Old data has changed, indeed I am seeing changes back to 1960 (ex. Caribbean small states in 1960, old reported gdp: 1859229137.12282, new reported gdp: 1859229127.1255)

My suspicion would be that the underlying way GDP is calculated(/estimated) has changed over time, and to keep the dataset consistent, old values are revised, or as the world bank's response indicates, new data about past years has been used to adjust historical values.

rufuspollock commented 9 years ago

@bgrayburn would it be worth asking them about that?

bgrayburn commented 9 years ago

@rgrp No problem, I will specifically mention the case I just mentioned to you and also ask if the underlying way GDP is calculated has changed, but I think they've already expressed that new data can impact previous estimates.

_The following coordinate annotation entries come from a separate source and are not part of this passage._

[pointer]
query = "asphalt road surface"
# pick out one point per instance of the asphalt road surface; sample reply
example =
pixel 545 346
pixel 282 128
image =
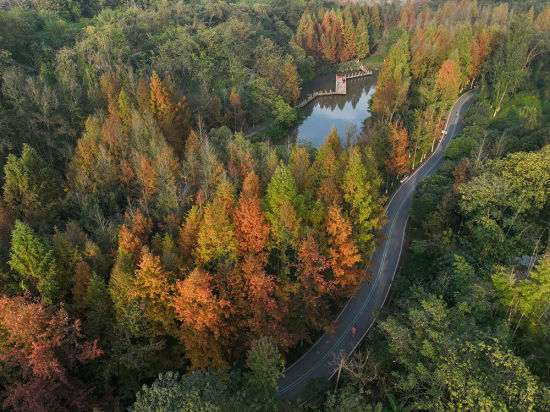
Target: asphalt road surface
pixel 361 309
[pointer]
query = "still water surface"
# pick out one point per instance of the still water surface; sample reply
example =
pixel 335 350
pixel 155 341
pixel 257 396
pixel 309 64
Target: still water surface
pixel 347 112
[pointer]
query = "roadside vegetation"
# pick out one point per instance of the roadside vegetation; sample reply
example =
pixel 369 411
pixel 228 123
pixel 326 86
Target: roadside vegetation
pixel 152 257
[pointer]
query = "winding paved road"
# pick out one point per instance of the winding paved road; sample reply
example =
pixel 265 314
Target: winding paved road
pixel 360 311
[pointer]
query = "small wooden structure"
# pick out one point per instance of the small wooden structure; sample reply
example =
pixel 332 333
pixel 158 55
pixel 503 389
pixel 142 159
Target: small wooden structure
pixel 341 85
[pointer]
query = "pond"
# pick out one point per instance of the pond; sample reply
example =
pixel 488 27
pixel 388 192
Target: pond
pixel 347 112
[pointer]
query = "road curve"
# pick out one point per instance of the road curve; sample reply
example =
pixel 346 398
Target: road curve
pixel 360 310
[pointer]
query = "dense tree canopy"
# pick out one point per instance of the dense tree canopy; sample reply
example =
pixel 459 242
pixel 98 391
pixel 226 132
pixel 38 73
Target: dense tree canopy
pixel 150 222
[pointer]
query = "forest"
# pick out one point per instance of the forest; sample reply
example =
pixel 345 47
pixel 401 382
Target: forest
pixel 163 247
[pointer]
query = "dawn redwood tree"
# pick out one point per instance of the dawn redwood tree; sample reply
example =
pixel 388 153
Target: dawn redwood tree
pixel 216 242
pixel 134 234
pixel 41 349
pixel 188 236
pixel 360 187
pixel 393 81
pixel 398 161
pixel 172 115
pixel 343 255
pixel 312 270
pixel 202 315
pixel 153 291
pixel 448 83
pixel 81 280
pixel 542 21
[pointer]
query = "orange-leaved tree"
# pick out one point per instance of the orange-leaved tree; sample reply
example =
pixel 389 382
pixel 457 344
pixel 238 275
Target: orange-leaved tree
pixel 202 314
pixel 398 161
pixel 41 350
pixel 343 254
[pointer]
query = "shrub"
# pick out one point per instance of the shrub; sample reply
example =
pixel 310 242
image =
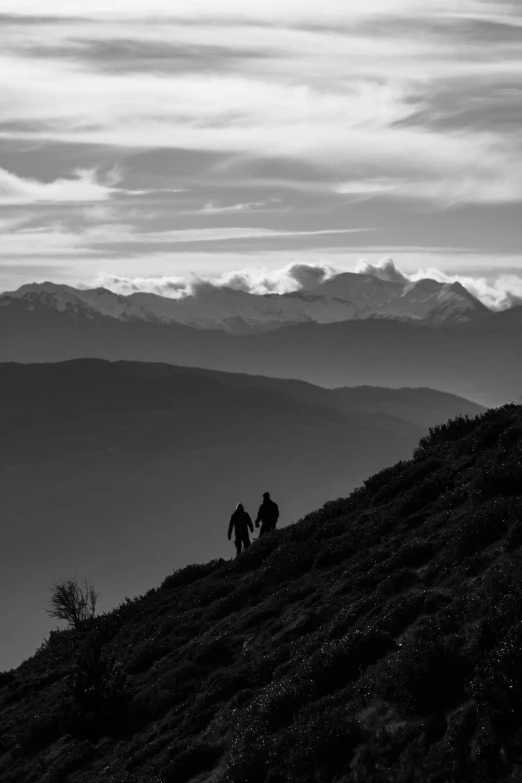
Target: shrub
pixel 191 760
pixel 72 602
pixel 98 691
pixel 431 675
pixel 191 573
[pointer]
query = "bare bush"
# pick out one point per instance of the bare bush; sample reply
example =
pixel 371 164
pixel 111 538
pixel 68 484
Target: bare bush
pixel 73 602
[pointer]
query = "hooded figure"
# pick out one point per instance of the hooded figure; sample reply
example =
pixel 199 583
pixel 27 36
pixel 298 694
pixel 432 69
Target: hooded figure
pixel 268 515
pixel 241 523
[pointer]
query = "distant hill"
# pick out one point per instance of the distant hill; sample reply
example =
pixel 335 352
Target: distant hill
pixel 376 640
pixel 479 360
pixel 125 470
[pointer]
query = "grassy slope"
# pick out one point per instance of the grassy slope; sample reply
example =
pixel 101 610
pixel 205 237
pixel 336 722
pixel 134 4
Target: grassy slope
pixel 376 640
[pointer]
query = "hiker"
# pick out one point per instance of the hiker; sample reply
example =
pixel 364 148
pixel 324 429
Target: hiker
pixel 240 522
pixel 268 515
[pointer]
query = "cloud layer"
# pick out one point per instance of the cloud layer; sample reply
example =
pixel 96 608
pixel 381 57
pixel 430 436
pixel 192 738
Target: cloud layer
pixel 499 294
pixel 132 130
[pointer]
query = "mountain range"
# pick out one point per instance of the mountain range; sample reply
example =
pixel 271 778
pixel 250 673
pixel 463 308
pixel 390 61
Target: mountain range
pixel 345 297
pixel 472 352
pixel 376 640
pixel 120 470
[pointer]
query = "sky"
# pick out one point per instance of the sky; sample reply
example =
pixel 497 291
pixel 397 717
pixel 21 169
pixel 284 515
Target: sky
pixel 145 141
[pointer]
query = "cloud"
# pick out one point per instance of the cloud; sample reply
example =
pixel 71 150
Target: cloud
pixel 383 270
pixel 213 209
pixel 260 281
pixel 114 233
pixel 499 294
pixel 84 186
pixel 359 97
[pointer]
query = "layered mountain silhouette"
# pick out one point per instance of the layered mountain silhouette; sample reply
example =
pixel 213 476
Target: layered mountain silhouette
pixel 479 359
pixel 123 470
pixel 378 639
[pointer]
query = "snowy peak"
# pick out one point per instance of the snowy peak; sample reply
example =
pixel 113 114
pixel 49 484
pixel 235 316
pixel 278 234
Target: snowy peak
pixel 345 297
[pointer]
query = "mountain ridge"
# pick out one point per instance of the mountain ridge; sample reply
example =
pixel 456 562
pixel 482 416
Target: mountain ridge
pixel 479 360
pixel 344 297
pixel 117 456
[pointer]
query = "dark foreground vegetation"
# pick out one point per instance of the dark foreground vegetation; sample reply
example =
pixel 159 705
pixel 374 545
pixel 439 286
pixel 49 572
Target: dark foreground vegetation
pixel 377 640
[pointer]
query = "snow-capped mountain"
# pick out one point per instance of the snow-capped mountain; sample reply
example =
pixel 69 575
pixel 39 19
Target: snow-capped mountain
pixel 345 297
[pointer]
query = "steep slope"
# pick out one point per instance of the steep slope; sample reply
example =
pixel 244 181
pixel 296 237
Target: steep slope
pixel 480 361
pixel 122 471
pixel 376 640
pixel 344 297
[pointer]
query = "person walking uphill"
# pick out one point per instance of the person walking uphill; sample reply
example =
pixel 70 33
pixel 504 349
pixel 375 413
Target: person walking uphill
pixel 241 523
pixel 268 515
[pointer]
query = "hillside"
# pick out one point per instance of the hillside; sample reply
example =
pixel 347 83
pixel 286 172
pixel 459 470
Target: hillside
pixel 376 640
pixel 479 360
pixel 134 469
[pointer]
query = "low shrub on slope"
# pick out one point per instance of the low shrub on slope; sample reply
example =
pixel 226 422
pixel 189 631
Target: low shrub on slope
pixel 379 639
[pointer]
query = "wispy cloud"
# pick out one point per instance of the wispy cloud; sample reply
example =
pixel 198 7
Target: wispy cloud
pixel 82 186
pixel 387 113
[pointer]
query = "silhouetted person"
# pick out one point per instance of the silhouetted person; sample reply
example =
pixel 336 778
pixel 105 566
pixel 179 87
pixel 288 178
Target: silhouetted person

On Mon, Aug 17, 2015 at 12:17 PM, Rufus Pollock notifications@github.com wrote:

@bgrayburn https://github.com/bgrayburn would it be worth asking them about that?

— Reply to this email directly or view it on GitHub https://github.com/datasets/gdp/pull/2#issuecomment-131877144.

bgrayburn commented 9 years ago

@rgrp World bank response: "Yes, all historical data is also frequently revised. Calculaion does change sometimes; for example the base year used for currencies can change (last year we switched to 2005 constant USD as a base year for example). You can find this information in the Data Updates and Errata page, or in the metadata (downloadable from DataBank)."

rufuspollock commented 9 years ago

Thanks @bgrayburn :-) Please keep 'em coming and great work digging into the changes and getting clarity!